Don't rapidly open and close connections

We've seen a pattern of bots opening a connection, closing it, and then immediately opening a new one in an endless loop. The end result is a slow bot that uses way more network and CPU resources than it has any reason to, which is not allowed. We think this is because some poorly designed libraries have APIs that let people write code like this:

while True:
value = cloudlibrary.get_var(project_id, username, user_agent, variable_name)
print(f"{variable_name} is {value}")

Where cloudlibrary.get_var is implemented by opening a connection and then closing it immediately. Instead, libraries should offer event-driven APIs. Instead of constantly asking the server for the latest values, open exactly one WebSocket, and let the server send updates as they happen. WebSockets are very efficient: If no variables are changing, the connection remains idle. If there are a lot of variables changing, you'll get the updates as soon as possible. Equivalent code might instead be:

def on_set(name, value):
print(f"{name} is {value}")
connection = cloudlibrary.connect(project_id, username, user_agent, on_set)

It is possible to offer an API like get_var as long as the implementation is event-driven and uses one connection internally (then get_var just returns the most recently received value). It just takes a little bit of work.

Updates are buffered

For performance, the server will buffer up several cloud variable updates to send out as one group. Updates are not guaranteed to be sent in the same order they are received, and some updates may be skipped entirely. Because of this buffering, sending updated variables more than 10 times per second is completely redundant.

Respond to pings

The server will periodically send a WebSocket ping frame, and you must respond with a pong or else the connection will drop. Refer to the documentation for your WebSocket library to see how to enable ping/pong support if it isn't enabled by default.

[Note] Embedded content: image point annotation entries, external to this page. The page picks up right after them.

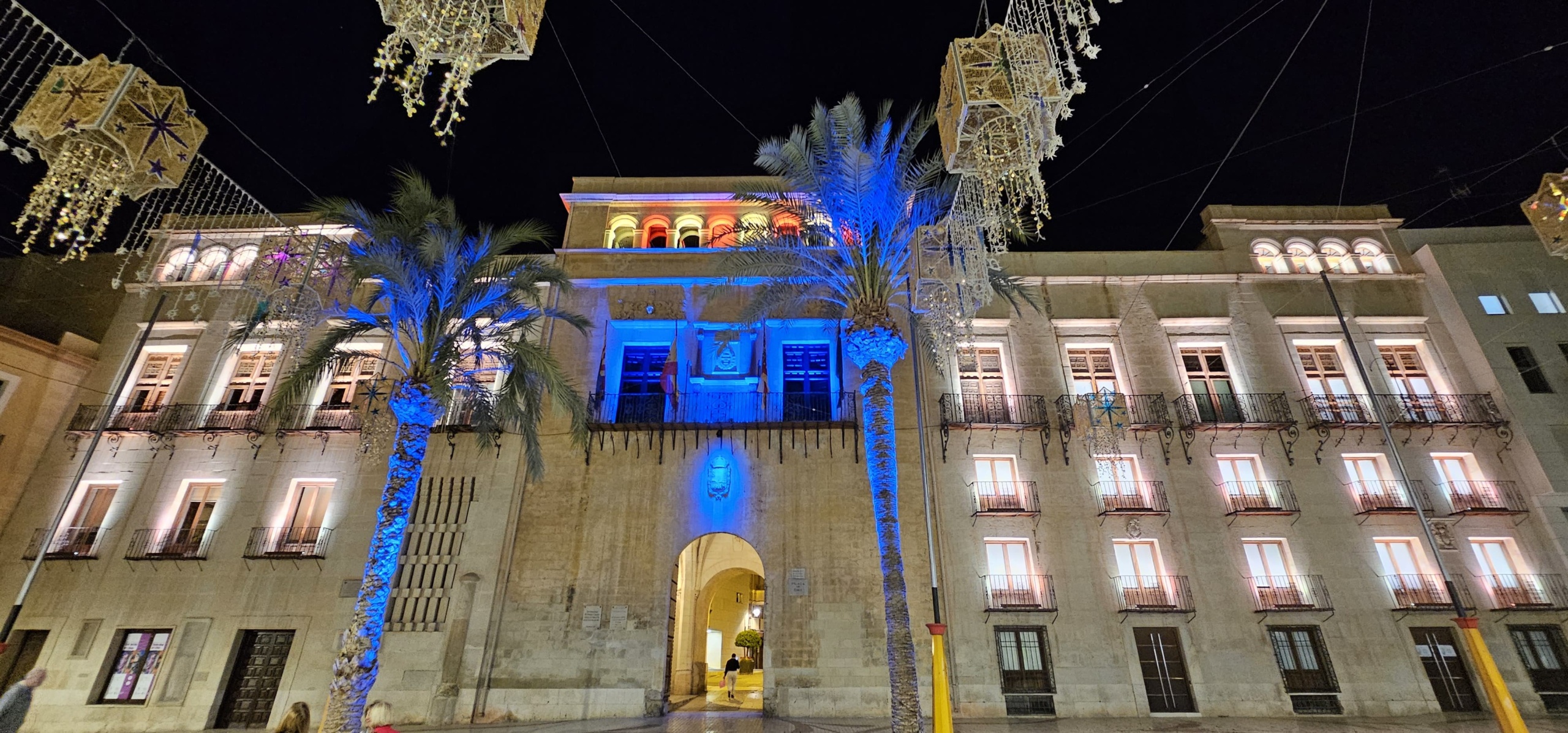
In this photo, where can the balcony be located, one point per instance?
(717, 410)
(1526, 592)
(168, 545)
(1020, 592)
(1338, 410)
(69, 544)
(1133, 498)
(1158, 594)
(1485, 498)
(1440, 410)
(1289, 592)
(121, 420)
(287, 544)
(1007, 498)
(1390, 496)
(1259, 498)
(1424, 592)
(1003, 410)
(1208, 412)
(315, 418)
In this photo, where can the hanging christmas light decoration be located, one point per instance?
(466, 35)
(107, 132)
(1548, 213)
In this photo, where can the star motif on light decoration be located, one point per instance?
(160, 124)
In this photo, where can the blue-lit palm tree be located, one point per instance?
(461, 314)
(853, 197)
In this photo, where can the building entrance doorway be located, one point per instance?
(717, 602)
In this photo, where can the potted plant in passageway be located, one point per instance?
(853, 195)
(465, 321)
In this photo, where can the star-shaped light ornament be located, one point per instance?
(107, 132)
(1548, 213)
(466, 35)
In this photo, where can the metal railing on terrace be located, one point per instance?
(1007, 410)
(170, 545)
(1291, 592)
(1020, 592)
(1259, 498)
(1166, 594)
(722, 409)
(1006, 498)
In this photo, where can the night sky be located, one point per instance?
(295, 74)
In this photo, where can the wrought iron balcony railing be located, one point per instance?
(1390, 496)
(1485, 498)
(1259, 498)
(1440, 409)
(1330, 410)
(1020, 592)
(1526, 592)
(1424, 592)
(119, 420)
(1133, 498)
(68, 544)
(287, 542)
(168, 545)
(1289, 592)
(1006, 498)
(1155, 594)
(1010, 410)
(314, 418)
(693, 410)
(1235, 410)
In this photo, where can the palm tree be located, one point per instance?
(853, 197)
(461, 314)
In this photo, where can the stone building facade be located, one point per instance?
(1164, 493)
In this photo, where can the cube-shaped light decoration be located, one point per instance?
(1548, 213)
(105, 131)
(1001, 96)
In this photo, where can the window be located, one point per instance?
(137, 663)
(1211, 385)
(1529, 370)
(1406, 370)
(1493, 305)
(154, 381)
(1547, 302)
(253, 373)
(1092, 371)
(1024, 659)
(1303, 659)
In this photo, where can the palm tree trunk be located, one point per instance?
(874, 352)
(356, 666)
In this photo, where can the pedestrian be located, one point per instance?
(731, 674)
(16, 701)
(297, 720)
(379, 718)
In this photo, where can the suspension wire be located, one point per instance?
(682, 69)
(1286, 65)
(189, 87)
(1057, 180)
(581, 90)
(1355, 108)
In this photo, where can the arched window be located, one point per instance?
(723, 231)
(1336, 256)
(1303, 258)
(1267, 256)
(1373, 256)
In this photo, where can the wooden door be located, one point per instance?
(253, 680)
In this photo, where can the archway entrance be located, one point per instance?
(717, 603)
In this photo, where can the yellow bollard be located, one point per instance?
(1502, 705)
(941, 701)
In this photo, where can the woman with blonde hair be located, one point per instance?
(297, 720)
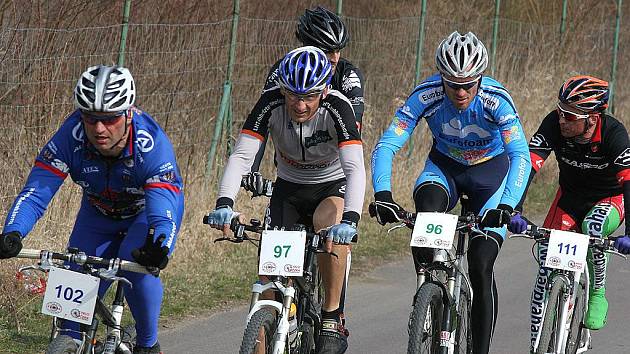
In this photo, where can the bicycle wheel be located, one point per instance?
(62, 344)
(425, 320)
(262, 323)
(550, 325)
(579, 309)
(463, 335)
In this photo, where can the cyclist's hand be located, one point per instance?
(10, 244)
(255, 183)
(387, 209)
(221, 217)
(153, 253)
(622, 244)
(342, 233)
(496, 217)
(518, 224)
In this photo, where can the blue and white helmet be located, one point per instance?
(105, 89)
(305, 70)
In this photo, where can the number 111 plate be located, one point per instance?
(282, 253)
(434, 230)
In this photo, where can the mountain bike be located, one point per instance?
(566, 292)
(72, 295)
(291, 322)
(440, 319)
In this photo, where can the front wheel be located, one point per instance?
(258, 336)
(550, 326)
(62, 344)
(425, 320)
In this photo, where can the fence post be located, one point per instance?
(227, 92)
(419, 46)
(563, 21)
(495, 32)
(123, 33)
(613, 73)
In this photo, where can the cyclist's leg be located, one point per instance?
(434, 191)
(95, 235)
(557, 218)
(601, 221)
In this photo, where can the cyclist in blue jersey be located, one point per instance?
(132, 202)
(479, 149)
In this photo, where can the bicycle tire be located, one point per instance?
(575, 330)
(424, 337)
(262, 320)
(62, 344)
(547, 330)
(463, 335)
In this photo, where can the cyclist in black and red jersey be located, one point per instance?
(593, 153)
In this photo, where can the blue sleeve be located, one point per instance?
(45, 178)
(394, 138)
(164, 193)
(515, 145)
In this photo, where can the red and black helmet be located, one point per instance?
(586, 93)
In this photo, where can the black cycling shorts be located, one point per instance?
(293, 203)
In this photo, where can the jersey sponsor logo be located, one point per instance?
(511, 135)
(624, 158)
(454, 128)
(77, 132)
(320, 136)
(145, 140)
(351, 81)
(431, 95)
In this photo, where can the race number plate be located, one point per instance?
(282, 253)
(434, 230)
(70, 295)
(567, 250)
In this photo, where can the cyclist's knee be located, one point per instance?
(431, 196)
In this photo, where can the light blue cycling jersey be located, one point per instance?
(488, 127)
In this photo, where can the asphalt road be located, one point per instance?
(379, 304)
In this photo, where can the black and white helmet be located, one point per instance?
(105, 89)
(322, 29)
(461, 56)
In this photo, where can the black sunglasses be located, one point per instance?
(461, 85)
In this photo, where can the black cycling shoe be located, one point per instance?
(333, 338)
(155, 349)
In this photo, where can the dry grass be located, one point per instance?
(177, 51)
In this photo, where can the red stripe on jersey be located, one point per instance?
(168, 186)
(253, 133)
(537, 161)
(52, 169)
(350, 142)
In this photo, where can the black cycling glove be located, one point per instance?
(10, 244)
(387, 210)
(497, 217)
(152, 254)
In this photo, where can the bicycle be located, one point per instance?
(440, 319)
(72, 295)
(291, 323)
(566, 292)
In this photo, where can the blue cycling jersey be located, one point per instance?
(145, 177)
(488, 127)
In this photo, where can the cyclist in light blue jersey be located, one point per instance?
(479, 149)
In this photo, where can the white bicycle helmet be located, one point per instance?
(105, 89)
(461, 56)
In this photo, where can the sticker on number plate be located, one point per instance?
(567, 250)
(70, 295)
(434, 230)
(282, 253)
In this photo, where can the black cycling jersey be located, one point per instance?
(588, 171)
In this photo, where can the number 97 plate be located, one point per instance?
(282, 253)
(434, 230)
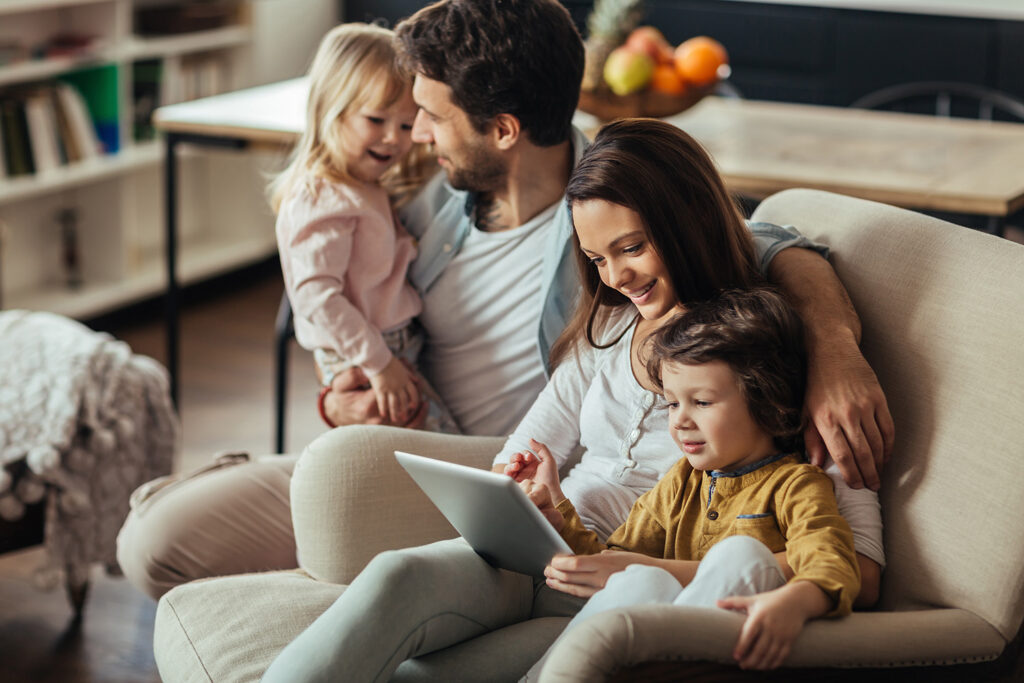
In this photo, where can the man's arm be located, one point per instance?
(848, 413)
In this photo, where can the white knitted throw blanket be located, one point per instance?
(83, 423)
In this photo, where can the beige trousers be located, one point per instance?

Important debug information

To make things easier for us, you, and anyone using your library, please log these things somewhere (such as in error messages) instead of silently ignoring them:

  • WebSocket close codes. All of the 4XXX codes are listed in this table. Would you rather see connection closed or connection closed with code 4002? Looking up the latter's code in the table makes it clear that the username is the problem.
  • Invalid JSON received from the server. If the server has something to tell you beyond just what the close code table says, it might send you a plain English sentence instead of a JSON object. When your JSON parser throws an error, you should log the actual raw text received from the server so you get error messages like Received invalid JSON from server: The cloud data library you are using is putting your Scratch account at risk by sending us your login token for no reason instead of JSON.parse: unexpected character at line 1 column 1 of the JSON data. Which of those would you rather see?